La muerte de Patricia López Lucio ha conmocionado al mundo de la comunicación. La periodista de investigación, conocida por su colaboración en espacios televisivos como Al rojo vivo y Todo es mentira, falleció este domingo a los 48 años, dejando tras de sí una carrera marcada por la denuncia de tramas de corrupción y una despedida pública que ha resonado entre sus seguidores y compañeros de profesión.
Una trayectoria forjada en la investigación
Desde sus inicios, Patricia López destacó por una carrera periodística que abarcó más de tres décadas. Su trayectoria comenzó en la revista Tiempo y la llevó a colaborar con múltiples publicaciones como Mujerdehoy, Interviú o Crónica libre. Sin embargo, fue su labor en Público entre 2014 y 2022 la que consolidó su reputación como una de las voces más incisivas del periodismo de investigación en España.
Durante años, López se centró en destapar tramas que muchos intentaban mantener en la sombra. Entre sus trabajos más destacados se encuentran informaciones sobre el caso Villarejo, el exministro del Interior Jorge Fernández Díaz y, muy especialmente, la investigación del llamado caso del Pequeño Nicolás, que le granjeó reconocimiento e incluso exclusivas televisivas. Fue precisamente en Al rojo vivo donde ofreció datos en exclusiva sobre esa trama, convirtiéndose en un referente habitual para quienes seguían el caso.
Con el tiempo, López rompió con el equipo de Ferreras y laSexta y amplió su presencia en otros espacios como Te vas a enterar y, más recientemente, Todo es mentira, donde era habitual en la mesa de actualidad junto a Risto Mejide, aportando análisis críticos y datos de investigación.
Periodismo sin concesiones ni miedo al poder
Más allá de la televisión, Patricia López construyó una trayectoria sólida en medios escritos. Su trabajo en Público le permitió desarrollar crónicas periodísticas que profundizaban en estructuras de poder y corrupción en España. Su nombre quedó asociado a la idea de un periodismo combativo, dispuesto a señalar a quienes ostentaban poder y a desmontar discursos oficiales cuando era necesario.

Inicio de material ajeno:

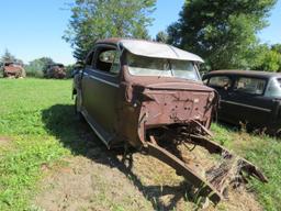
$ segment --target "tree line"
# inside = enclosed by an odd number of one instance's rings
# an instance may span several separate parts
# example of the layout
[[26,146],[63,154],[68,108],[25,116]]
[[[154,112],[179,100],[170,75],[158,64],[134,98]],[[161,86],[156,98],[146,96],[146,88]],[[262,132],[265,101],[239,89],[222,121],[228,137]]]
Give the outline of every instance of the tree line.
[[[8,49],[0,57],[0,67],[7,63],[12,63],[22,66],[25,69],[25,74],[27,77],[34,78],[47,78],[48,77],[48,68],[52,65],[57,64],[49,57],[41,57],[33,59],[29,64],[24,64],[22,59],[16,58],[13,54],[11,54]],[[66,77],[69,78],[71,76],[71,71],[75,68],[75,65],[65,66]],[[1,68],[0,68],[1,69]],[[0,76],[3,73],[0,70]]]
[[281,71],[281,45],[262,44],[257,34],[277,0],[186,0],[179,20],[150,37],[156,0],[76,0],[64,40],[82,60],[99,38],[156,40],[204,58],[204,70]]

En sus últimos días, López firmaba sus textos en Diario Red, medio liderado por Pablo Iglesias, quien rindió homenaje a la periodista recordando su papel fundamental en el periodismo de investigación: “Patricia López es historia del periodismo de investigación en España. En una profesión que premia como pocas la connivencia con el poder, Patricia se atrevió a señalar a los jefes de la mafia”, escribía Iglesias, remarcando la valentía de López para enfrentar temas complejos y controvertidos.

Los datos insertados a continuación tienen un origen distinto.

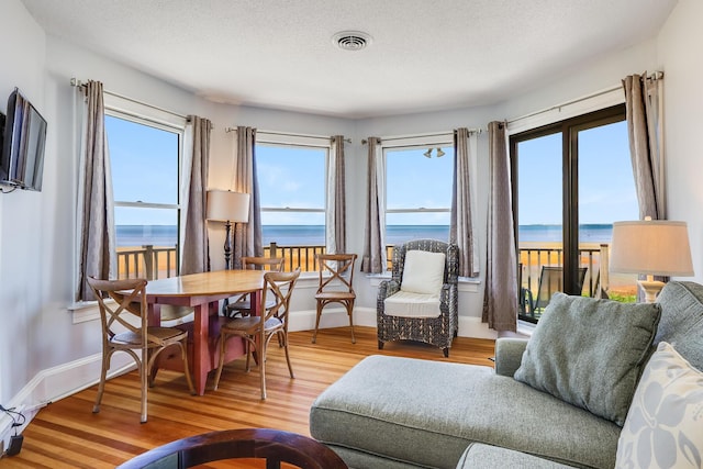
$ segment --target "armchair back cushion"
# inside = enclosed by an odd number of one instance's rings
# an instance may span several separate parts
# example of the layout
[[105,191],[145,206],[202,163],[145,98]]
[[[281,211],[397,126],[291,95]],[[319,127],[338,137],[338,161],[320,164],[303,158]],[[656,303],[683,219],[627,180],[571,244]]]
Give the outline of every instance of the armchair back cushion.
[[400,289],[410,293],[439,295],[444,283],[445,258],[444,253],[409,250],[405,254],[405,268]]

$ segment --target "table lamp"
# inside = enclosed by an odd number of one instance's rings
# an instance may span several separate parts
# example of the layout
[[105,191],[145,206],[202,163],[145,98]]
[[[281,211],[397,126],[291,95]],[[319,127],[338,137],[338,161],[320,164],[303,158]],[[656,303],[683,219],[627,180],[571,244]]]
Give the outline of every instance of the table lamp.
[[646,275],[637,283],[645,301],[652,303],[663,288],[654,276],[693,276],[689,232],[685,222],[644,220],[613,223],[610,269],[613,272]]
[[247,223],[249,221],[249,194],[231,190],[209,190],[207,219],[225,222],[224,264],[225,269],[230,270],[232,223]]

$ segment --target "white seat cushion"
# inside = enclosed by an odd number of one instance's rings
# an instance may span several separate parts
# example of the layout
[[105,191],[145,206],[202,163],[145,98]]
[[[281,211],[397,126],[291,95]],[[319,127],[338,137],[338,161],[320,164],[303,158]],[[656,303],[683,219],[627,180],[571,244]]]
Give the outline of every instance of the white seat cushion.
[[399,291],[383,300],[383,311],[389,316],[438,317],[439,293],[413,293]]
[[444,282],[444,253],[409,250],[405,254],[400,289],[413,293],[438,294]]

La periodista también destacó por su faceta como escritora. Fue autora de los libros Crímenes sin resolver y El rastro del asesino: el perfil psicológico de los criminales en la investigación policial, este último escrito junto con Vicente Garrido, en el que se adentraba en los procesos psicológicos y técnicos que permiten a la policía detener a criminales complejos.
Una lucha pública contra la enfermedad y una denuncia sorprendente
En sus últimos meses, López también compartió aspectos de su vida más personal que resonaron con su audiencia. A través de redes sociales, avisó que estaba enferma, y vinculó su situación con una reivindicación profesional contra figuras de la producción televisiva. En su última publicación en X, el 27 de noviembre, López cargó contra los productores Óscar Cornejo y Adrián Madrid, denunciando una decisión que, según ella, estuvo marcada por su situación de salud: “Estos señores me despidieron sin previo aviso al decirles que me tenía que hacer las pruebas del cáncer que hoy me mata. Pero lo hicieron sin previo aviso y sin darme tiempo a cogerla”. Estas palabras, publicadas poco antes de su fallecimiento, muestran una voz crítica hasta sus últimos días, defendiendo su dignidad frente a situaciones que consideraba injustas.

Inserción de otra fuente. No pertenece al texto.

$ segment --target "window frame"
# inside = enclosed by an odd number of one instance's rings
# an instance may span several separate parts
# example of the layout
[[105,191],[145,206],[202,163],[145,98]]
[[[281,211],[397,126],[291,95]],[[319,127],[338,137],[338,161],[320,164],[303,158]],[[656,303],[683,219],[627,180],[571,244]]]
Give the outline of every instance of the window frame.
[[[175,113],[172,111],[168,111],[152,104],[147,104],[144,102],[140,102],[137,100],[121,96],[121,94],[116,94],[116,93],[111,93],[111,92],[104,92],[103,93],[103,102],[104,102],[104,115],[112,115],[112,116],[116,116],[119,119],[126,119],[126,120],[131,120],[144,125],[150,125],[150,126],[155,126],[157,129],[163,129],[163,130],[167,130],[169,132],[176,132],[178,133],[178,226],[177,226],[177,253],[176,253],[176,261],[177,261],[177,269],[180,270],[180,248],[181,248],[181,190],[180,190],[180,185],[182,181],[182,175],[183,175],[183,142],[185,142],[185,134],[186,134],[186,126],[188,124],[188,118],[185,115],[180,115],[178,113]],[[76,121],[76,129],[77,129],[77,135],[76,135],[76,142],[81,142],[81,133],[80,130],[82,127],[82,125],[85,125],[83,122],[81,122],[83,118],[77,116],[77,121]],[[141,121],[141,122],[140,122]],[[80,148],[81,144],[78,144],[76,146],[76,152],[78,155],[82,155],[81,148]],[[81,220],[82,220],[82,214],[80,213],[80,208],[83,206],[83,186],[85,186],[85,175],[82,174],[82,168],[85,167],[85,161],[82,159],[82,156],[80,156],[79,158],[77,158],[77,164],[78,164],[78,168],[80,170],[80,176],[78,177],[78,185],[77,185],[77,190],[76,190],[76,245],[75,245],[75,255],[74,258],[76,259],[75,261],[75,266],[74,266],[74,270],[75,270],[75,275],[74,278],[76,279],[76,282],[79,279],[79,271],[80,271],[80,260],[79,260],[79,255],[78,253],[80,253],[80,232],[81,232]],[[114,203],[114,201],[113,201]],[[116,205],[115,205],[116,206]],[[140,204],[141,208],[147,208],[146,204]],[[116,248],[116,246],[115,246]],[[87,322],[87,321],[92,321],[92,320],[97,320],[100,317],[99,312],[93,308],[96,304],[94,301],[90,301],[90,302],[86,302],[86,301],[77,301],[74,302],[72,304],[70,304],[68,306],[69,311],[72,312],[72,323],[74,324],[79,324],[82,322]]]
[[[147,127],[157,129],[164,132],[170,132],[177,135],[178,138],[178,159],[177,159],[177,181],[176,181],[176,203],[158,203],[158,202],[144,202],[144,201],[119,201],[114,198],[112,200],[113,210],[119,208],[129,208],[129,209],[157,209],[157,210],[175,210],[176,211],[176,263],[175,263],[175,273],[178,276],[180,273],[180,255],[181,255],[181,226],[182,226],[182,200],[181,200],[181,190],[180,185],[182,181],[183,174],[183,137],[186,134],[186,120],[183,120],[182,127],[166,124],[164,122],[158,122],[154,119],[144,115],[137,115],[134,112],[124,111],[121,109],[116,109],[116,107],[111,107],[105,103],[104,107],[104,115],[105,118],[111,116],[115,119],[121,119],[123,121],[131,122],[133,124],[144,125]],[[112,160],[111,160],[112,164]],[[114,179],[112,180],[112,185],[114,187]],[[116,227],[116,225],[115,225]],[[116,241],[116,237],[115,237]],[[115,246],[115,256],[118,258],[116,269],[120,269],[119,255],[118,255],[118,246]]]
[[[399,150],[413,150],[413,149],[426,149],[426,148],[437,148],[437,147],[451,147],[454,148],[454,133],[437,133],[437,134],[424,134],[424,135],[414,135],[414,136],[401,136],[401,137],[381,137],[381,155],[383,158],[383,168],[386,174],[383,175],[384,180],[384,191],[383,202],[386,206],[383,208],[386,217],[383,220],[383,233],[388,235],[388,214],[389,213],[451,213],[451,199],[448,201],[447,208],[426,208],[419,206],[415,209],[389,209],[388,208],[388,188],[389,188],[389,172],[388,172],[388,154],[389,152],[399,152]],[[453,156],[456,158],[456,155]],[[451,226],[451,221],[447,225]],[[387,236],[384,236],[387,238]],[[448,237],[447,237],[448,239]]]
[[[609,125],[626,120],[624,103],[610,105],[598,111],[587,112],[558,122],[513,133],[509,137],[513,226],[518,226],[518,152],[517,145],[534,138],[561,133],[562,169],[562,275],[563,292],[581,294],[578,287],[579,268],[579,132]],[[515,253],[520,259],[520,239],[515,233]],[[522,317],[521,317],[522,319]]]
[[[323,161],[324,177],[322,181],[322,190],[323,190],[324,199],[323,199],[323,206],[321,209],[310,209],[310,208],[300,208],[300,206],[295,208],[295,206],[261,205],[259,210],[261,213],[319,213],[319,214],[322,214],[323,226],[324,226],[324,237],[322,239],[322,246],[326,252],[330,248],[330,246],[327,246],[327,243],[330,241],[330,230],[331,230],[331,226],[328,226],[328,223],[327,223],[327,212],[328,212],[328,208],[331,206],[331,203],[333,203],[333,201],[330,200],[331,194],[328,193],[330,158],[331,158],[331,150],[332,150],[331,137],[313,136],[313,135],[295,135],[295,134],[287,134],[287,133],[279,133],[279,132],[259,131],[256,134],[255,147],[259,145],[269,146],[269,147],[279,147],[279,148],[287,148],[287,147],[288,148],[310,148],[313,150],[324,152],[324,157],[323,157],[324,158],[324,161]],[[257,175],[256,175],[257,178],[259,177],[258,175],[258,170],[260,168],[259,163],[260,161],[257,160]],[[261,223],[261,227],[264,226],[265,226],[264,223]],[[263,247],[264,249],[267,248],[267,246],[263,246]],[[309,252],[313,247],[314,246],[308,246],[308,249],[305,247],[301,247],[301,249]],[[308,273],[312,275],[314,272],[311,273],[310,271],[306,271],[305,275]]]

El impacto de su muerte en el periodismo y más allá
La noticia del fallecimiento de Patricia López ha generado una ola de reacciones entre colegas, figuras del ámbito político y mediático, así como entre seguidores que valoraban su trabajo. Nombres como Pablo Iglesias o Juan Carlos Monedero han publicado mensajes en redes sociales reconociendo su legado y lamentando la pérdida de una profesional que, con su trabajo, influyó en la forma en que numerosos casos de interés público fueron conocidos y analizados.
Su presencia en programas televisivos como Todo es mentira no solo aportó datos, sino también un estilo crítico que combinaba la investigación con la denuncia, contribuyendo a que su voz fuera escuchada tanto en pantalla como en columnas escritas o entrevistas.
Además de su labor periodística, López también recibió reconocimientos en vida por su compromiso profesional. Un ejemplo fue el Premio de la Dignitat 2017, un galardón que pone en valor la integridad y el compromiso con la justicia y el bien común dentro del ejercicio periodístico y cívico.